Les Bougreries d’Escarpin


Acte II

Appartements d’Aïcha



Scène 1 (suite). Nacer, Idriss, Abd Al Halim.


Abd Al-Halim, se prenant le front, trébuchant et feignant de s’évanouir dans les coussins. – Ma petite cousine Aïcha… La plus jolie de la famille. (Il se rattrape au paravent.)

Idriss. – Pardi! Si toutes les autres filles de votre sang sont comme vous, il n’y a pas grand mal! (À part:) On n’a jamais vu femme si laide et si acariâtre! Il est vrai que ce n’est que mon maître! Ah ça! Si je ne l’avais moi-même roulé dans le tapis, je ne le reconnaîtrai point.

Abd Al-Halim, à part, apercevant un morceau de tissu derrière le paravent. – Ah! mais… On dirait bien qu’il y a quelqu’un derrière ce paravent! La sublime Aïcha, sans doute… Essayons d’en apercevoir un peu plus (Il tire sur le morceau de tissu, qui se relève un peu et dénude les mollets de Nacer.)

Idriss. – Eh bien madame! Si vous devez vous abandonner au Pacha… Je me ferai un plaisir de vous mener jusqu’à lui! (Pendant ce qui suit, Idriss s’occupe à rouler le tapis.)

Abd Al-Halim, observant Nacer par les trous du paravent. – C’est que…  Laissez-moi un peu reprendre mes esprits! (Il s’assied et fait mine de s’allonger un instant. Mais il continue à lorgner par les trous du paravent. À part:) Le mollet est mignon, mais diantre! la belle Aïcha ne s’épile point régulièrement. C’est une vraie forêt qui foisonne sous ses jupons! (Se frottant les mains, toujours à part:) Une forêt, certes, mais vierge. Finalement, elle doit aimer les amours naturelles. C’est que je suis un peu comme cela, moi aussi… (Il glisse un doigt par l’un des trous du paravent et caresse le mollet de Nacer.)

Nacer, se raidissant. – Ah!

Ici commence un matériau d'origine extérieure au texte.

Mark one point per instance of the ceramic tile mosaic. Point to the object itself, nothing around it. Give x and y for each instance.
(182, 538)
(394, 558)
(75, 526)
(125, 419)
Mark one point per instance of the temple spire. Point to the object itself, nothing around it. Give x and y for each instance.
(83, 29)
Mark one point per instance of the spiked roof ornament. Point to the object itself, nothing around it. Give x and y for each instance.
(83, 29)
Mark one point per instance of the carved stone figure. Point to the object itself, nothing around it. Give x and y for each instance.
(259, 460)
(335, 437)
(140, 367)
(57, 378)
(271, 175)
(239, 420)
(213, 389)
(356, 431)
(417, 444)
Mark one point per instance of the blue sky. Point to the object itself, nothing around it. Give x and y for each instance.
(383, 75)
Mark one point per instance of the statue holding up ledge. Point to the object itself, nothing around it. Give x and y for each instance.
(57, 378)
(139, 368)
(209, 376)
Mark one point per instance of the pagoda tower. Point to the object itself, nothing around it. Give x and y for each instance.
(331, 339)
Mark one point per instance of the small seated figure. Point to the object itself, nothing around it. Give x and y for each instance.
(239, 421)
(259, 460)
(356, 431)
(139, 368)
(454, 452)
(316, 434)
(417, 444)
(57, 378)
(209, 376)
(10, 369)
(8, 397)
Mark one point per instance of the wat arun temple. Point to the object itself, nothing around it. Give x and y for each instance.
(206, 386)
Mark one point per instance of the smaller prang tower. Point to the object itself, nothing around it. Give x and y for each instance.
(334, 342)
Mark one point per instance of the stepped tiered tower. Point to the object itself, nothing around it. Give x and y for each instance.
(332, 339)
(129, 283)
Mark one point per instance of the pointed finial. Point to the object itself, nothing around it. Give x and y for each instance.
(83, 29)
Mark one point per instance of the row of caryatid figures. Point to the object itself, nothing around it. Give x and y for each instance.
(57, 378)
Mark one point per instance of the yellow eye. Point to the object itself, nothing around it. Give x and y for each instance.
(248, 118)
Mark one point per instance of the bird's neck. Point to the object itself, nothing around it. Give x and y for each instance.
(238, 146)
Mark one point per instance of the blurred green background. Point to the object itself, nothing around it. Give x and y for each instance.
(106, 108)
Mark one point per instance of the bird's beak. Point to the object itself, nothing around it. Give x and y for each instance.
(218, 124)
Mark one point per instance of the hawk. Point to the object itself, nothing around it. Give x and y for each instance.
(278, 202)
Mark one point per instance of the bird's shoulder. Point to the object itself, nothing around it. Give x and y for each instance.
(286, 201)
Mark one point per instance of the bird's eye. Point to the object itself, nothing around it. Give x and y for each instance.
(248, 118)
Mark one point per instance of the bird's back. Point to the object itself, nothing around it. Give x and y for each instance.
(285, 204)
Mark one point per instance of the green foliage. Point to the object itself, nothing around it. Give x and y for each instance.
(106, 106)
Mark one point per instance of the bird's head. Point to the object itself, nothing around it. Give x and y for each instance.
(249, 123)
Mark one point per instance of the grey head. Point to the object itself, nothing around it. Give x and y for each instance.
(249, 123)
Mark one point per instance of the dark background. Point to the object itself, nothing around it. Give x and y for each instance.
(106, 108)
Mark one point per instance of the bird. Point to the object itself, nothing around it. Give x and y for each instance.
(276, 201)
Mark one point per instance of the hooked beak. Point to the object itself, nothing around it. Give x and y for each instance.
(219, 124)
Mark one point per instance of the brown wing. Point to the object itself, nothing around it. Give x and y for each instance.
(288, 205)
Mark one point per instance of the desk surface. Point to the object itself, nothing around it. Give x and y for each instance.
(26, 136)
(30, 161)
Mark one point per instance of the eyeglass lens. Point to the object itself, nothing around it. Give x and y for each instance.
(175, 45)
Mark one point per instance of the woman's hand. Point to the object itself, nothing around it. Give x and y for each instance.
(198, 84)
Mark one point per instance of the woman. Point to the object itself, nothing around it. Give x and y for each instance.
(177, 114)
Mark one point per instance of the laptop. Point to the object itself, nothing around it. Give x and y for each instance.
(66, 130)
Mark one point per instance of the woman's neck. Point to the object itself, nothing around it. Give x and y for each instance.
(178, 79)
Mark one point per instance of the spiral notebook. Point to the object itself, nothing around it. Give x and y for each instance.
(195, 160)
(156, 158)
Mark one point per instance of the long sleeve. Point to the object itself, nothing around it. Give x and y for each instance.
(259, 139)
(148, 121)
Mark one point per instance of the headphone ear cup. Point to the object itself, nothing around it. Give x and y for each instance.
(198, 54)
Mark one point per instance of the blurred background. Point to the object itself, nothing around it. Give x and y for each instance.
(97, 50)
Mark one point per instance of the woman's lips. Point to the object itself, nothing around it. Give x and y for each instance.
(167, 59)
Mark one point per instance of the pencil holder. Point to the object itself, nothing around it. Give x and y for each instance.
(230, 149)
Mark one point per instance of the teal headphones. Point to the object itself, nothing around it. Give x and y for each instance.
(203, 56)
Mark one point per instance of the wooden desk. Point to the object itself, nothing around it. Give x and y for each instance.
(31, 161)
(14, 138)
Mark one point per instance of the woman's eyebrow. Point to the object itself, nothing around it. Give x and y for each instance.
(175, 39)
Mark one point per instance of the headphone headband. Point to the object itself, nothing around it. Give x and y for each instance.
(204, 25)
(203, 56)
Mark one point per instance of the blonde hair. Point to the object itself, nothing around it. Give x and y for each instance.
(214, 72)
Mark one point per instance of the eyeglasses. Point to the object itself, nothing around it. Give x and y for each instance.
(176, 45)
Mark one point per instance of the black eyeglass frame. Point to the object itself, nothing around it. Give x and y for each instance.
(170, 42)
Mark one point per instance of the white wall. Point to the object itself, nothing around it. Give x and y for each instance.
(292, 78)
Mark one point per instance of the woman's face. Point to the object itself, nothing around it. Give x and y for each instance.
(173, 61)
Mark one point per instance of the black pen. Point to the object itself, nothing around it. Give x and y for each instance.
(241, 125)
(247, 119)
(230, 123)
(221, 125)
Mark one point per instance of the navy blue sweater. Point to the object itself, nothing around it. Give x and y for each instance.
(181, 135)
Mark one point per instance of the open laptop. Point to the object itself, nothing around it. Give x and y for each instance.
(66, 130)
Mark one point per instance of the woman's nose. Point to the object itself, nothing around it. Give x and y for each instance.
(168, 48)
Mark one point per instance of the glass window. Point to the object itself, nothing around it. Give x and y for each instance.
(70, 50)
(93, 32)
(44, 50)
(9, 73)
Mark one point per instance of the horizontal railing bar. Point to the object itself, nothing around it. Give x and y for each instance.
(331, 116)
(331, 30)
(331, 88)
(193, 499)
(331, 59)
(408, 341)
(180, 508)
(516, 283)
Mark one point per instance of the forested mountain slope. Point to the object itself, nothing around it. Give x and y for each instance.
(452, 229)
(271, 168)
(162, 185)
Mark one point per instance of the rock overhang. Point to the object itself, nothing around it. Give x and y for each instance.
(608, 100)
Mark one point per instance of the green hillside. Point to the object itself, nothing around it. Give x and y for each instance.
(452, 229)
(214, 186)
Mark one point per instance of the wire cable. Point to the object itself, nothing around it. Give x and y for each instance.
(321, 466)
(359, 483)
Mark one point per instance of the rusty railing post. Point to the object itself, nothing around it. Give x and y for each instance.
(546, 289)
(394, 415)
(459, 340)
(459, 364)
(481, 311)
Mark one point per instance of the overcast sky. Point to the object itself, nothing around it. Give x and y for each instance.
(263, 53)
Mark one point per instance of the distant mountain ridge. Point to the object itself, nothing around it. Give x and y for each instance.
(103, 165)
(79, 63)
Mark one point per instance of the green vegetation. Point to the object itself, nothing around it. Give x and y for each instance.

La peste de la vieille! je suis tombé sur une tribade en rut…

Abd Al-Halim, avec un air de stupidité sénile. – Guili, guili, guili…

(Nacer bondit hors du paravent pour échapper aux chatouilles d’Abd Al-Halim. Mais comme celui-ci a accroché un pan de son haïk, ce dernier se déchire en deux. Nacer se retrouve en caleçon blanc à pois rouge au milieu de la scène. Idriss qui vient d’achever de rouler le tapis, éclate de rire.)

Abd Al-Halim, à part. – Ah! Aïcha est mon fils! Mon impression de tout à l’ahn se confirme! J’ai accouché d’un travesti… (Il se remonte la poitrine.) Enfin, accoucher… Je ne dois pas prendre mon rôle de femme trop au sérieux…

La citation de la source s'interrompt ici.